Deutsche Gesellschaft für Neurochirurgie. 65. Jahrestagung der Deutschen Gesellschaft für Neurochirurgie (DGNC). Dresden, 11.-14.05.2014. Düsseldorf: German Medical Science GMS Publishing House; 2014. DocP 076

doi: 10.3205/14dgnc472, urn:nbn:de:0183-14dgnc4725

Veröffentlicht: 13. Mai 2014

© 2014 Neidert et al.
Dieser Artikel ist ein Open Access-Artikel und steht unter den Creative Commons Lizenzbedingungen (http://creativecommons.org/licenses/by-nc-nd/3.0/deed.de). Er darf vervielfältigt, verbreitet und öffentlich zugänglich gemacht werden, vorausgesetzt dass Autor und Quelle genannt werden.


Gliederung

Text

Objective: Highly elevated serum levels of creatine kinase (CK) following surgery may lead to renal dysfunction. High CK levels are known to occur after neurosurgical interventions, but a consensus on possible risk factors is still lacking. Here we investigate risk factors for excess CK in patients undergoing high risk surgical positioning with a special focus on the influence of motor evoked potentials (MEPs) as a modality of intraoperative neurophysiological monitoring (IONM).

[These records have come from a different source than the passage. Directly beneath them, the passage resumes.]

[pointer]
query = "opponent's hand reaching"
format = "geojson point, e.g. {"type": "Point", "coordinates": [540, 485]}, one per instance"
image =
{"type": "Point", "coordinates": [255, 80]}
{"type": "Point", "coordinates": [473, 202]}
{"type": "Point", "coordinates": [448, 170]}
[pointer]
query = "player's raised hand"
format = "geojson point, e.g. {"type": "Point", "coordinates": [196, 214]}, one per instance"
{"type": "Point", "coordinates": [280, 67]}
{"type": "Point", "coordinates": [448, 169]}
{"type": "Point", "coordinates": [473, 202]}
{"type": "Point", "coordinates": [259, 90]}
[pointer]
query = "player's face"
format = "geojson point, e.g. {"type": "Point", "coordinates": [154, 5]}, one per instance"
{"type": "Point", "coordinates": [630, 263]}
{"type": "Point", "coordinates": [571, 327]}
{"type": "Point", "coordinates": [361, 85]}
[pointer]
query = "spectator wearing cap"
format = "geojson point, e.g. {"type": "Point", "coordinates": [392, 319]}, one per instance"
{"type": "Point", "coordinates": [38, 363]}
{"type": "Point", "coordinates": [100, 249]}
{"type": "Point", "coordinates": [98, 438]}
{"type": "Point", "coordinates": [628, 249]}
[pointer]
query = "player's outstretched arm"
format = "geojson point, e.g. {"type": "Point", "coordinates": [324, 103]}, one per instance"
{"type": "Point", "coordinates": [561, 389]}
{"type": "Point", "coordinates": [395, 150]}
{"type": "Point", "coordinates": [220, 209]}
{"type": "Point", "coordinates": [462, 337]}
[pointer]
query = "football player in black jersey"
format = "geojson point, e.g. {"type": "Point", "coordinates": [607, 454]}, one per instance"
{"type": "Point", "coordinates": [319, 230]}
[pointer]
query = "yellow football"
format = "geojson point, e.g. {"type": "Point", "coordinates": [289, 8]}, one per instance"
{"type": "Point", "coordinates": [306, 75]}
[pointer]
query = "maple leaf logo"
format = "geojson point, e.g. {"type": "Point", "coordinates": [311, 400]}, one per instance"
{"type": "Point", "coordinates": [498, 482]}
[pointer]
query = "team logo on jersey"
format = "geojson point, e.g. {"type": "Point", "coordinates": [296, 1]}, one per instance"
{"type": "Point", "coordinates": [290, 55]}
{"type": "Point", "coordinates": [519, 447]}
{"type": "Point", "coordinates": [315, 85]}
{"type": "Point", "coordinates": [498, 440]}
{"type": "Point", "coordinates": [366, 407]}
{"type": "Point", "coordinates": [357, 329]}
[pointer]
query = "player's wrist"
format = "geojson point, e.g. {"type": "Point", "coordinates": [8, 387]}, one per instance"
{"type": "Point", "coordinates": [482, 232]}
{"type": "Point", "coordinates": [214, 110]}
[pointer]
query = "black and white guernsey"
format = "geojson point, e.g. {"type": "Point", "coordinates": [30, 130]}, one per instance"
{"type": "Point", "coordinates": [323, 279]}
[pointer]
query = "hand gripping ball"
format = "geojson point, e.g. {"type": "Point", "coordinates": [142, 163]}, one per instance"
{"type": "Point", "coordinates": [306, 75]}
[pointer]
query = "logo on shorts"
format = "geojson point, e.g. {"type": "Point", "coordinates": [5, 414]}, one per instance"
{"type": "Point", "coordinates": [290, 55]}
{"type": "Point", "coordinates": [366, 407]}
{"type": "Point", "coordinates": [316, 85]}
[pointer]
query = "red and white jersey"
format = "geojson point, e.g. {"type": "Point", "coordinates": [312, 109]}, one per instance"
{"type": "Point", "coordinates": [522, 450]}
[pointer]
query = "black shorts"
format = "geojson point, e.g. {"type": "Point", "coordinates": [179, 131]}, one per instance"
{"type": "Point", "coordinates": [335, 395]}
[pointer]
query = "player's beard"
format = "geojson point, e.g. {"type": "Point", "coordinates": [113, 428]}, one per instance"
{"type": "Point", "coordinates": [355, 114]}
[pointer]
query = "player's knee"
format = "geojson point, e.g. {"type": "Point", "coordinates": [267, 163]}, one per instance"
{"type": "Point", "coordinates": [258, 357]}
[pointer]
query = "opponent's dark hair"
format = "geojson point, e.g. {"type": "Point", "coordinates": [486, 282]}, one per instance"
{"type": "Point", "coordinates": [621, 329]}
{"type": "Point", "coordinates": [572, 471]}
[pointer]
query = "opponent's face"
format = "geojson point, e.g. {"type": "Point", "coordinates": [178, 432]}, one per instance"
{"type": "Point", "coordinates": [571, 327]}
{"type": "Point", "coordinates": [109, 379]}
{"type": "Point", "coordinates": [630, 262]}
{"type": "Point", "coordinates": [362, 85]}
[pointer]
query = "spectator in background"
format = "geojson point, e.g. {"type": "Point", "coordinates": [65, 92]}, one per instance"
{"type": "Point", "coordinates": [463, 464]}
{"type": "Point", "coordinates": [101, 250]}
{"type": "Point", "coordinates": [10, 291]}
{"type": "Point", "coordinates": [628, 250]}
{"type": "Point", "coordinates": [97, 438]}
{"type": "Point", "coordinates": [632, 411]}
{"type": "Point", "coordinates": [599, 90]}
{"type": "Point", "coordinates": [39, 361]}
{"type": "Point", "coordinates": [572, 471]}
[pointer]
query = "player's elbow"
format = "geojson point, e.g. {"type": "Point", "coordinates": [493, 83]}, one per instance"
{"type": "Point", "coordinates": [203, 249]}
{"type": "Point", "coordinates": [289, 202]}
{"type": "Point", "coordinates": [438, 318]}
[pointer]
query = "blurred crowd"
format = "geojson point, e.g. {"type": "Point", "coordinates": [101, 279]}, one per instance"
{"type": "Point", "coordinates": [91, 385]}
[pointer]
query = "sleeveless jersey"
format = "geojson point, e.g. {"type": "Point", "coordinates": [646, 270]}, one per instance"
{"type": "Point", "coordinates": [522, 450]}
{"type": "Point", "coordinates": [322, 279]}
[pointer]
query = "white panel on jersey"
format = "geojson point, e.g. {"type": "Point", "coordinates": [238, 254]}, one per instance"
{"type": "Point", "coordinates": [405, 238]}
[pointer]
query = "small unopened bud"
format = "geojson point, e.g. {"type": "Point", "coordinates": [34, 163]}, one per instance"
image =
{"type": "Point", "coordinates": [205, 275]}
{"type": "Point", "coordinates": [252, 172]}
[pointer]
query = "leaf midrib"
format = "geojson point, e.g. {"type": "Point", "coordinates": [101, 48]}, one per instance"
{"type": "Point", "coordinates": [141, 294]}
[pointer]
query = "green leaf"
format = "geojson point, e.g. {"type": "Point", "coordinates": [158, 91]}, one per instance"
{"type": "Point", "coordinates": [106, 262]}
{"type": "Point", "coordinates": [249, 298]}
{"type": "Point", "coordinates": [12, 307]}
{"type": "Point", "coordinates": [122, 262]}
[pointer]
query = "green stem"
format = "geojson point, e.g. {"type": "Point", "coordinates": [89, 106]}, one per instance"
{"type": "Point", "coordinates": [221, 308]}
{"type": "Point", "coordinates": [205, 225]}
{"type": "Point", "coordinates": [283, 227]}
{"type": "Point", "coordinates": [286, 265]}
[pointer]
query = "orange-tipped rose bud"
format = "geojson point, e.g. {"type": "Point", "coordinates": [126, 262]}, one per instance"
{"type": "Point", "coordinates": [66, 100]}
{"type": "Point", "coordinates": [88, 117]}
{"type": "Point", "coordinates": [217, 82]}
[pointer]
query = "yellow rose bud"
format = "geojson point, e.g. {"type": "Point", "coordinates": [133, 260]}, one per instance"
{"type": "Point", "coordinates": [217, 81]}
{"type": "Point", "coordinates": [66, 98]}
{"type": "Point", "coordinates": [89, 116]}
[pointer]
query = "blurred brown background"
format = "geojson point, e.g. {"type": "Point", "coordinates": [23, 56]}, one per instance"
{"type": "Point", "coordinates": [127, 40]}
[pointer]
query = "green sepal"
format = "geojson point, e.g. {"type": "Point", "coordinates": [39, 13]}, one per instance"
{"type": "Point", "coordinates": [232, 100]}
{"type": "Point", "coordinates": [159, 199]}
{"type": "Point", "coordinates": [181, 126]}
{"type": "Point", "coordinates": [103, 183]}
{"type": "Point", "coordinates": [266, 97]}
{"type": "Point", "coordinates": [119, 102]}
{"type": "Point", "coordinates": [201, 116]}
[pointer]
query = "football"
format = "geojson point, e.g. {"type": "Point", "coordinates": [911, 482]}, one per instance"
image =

Method: We included all patients undergoing elective surgery in lateral position (park bench) between 2010 and 2012 and where IONM was performed and where postoperative CK-levels were available. In these patients, the anaesthesia regimen excluded muscle relaxation. Medical charts were reviewed retrospectively for patient characteristics, CK levels and indicators of renal dysfunction. The MEP response intensity was estimated by the RMS of the EMG signals. Data were analyzed by multivariate logistic regression.

Results: There were 96 patients (55 female, mean age 50 years) who met the inclusion criteria. The maximal CK level (CKmax) occurred on postoperative days 2 or 3 (mean 1763 U/L, range: 53-7172 U/L). In a multivariate linear regression model, log(CKmax) correlated positively with duration of surgery (p<0.001) and BMI (p=0.007), and negatively with age (p=0.007). There was no significant association between MEP response intensity of the muscles at risk and log(CKmax). We did not observe impaired renal function.

Conclusions: MEP was not among relevant risk factors for elevated CK levels. Surgical positioning should be especially careful for long surgeries on young patients with high BMI, in particular if operated in lateral position.